Calorie credit cards have already been covered here. The study the authors cited to support the assertion that lifestyle interventions can prevent type 2 diabetes was the China Da Qing Diabetes Prevention Study. But how many medical professionals followed the link to see what the study actually found and what those 20-year effects really were?

This study had recruited 577 adults already diagnosed with impaired glucose tolerance from 33 Chinese clinics in 1986 and randomly assigned the patients to either a control group or a diet, exercise or diet and exercise intervention. The endocrinologists found: “There was no significant difference between the intervention and control groups in the rate of first CVD events, CVD mortality, and all-cause mortality.” The Beijing authors concluded that “whether lifestyle intervention leads to reduced cardiovascular disease and mortality remains unclear.

Despite the widespread marketing and beliefs that “healthy” diets and lifestyles can prevent or delay type 2 diabetes, such views have not been supported in the body of quality evidence, as reported. Cochrane Collaborative conducted a comprehensive systematic review and QUOROM (evaluation of the quality of the studies) of 8,675 studies, after searching for all of the randomized, controlled clinical trials of dietary advice and interventions in type 2 diabetes that had lasted at least six months. It had found no evidence to support dietary interventions. A recent update included background research and reviewed another 1,413 studies to determine if any type of dietary advice or weight loss, with or without other lifestyle interventions, could be shown to improve morbidity, total mortality, or quality of life. They found none.
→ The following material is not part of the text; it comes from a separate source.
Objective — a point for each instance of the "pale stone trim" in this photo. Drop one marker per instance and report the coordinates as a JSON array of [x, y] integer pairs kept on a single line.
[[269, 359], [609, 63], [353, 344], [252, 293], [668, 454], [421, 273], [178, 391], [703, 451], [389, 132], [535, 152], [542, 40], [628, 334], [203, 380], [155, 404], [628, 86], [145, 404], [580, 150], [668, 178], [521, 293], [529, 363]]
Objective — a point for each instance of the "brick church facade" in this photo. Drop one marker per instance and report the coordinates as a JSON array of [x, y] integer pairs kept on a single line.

Nor has cost effectiveness been shown. The study that professor Egger and colleagues used to support this claim was not actual patient data, but a Markov model and a “probabilistic sensitivity analysis” by Swiss economists. Their model had used secondary data and been based on assumptions that treating risk factors, namely weight loss for obesity, would result in longer life over standard care. In a meta-analysis by the same authors in the same issue of the International Journal of Public Health, they examined 13 studies of lifestyle interventions in obese patients lasting 1-3 years. They reported an average weight loss of 2.93kg, but no clinically meaningful change in health indices (cholesterols, fasting blood sugars or HbA1c, and blood pressures). The authors didn’t report any actual clinical outcomes or mortality data at all.

The MJA authors went on to describe how lifestyle medicine differs in orientation to conventional medical practice. “Exercise and nutrition are the penicillin of lifestyle medicine; psychology the ‘syringe’ through which these are delivered,” they said. From their book, they listed the most significant differences. Lifestyle medicine “treats lifestyle causes” and the “patient is required to make big changes,” with the “emphasis is on motivation and compliance.” Rather than doctors treating patients on a one-to-one basis, they said, in lifestyle medicine doctors act as a coordinator of a team of professionals.

The ambit of lifestyle medicine includes the management of obesity, sleep, mood states (anxiety, depression), addictions, sexual behaviour, skin health, oral and auditory health, pain, iatrogenic illness, and many types of injury. Typically, each of these conditions requires the input of a specialist discipline (eg, a dietitian, an exercise physiologist, a psychologist). However, a new generation of graduates from multidisciplinary allied-health vocational programs now being offered at several universities will change this in the future. The availability of non-medical specialties reduces the involvement required of general practitioners, who often lack the time to personally provide these services to their patients.

They didn’t define the non-medical personnel who will reduce the need for doctors. Perhaps, it’s believed that having the right diet and lifestyle will mean 60-70% of us will never get old or sick and need doctors.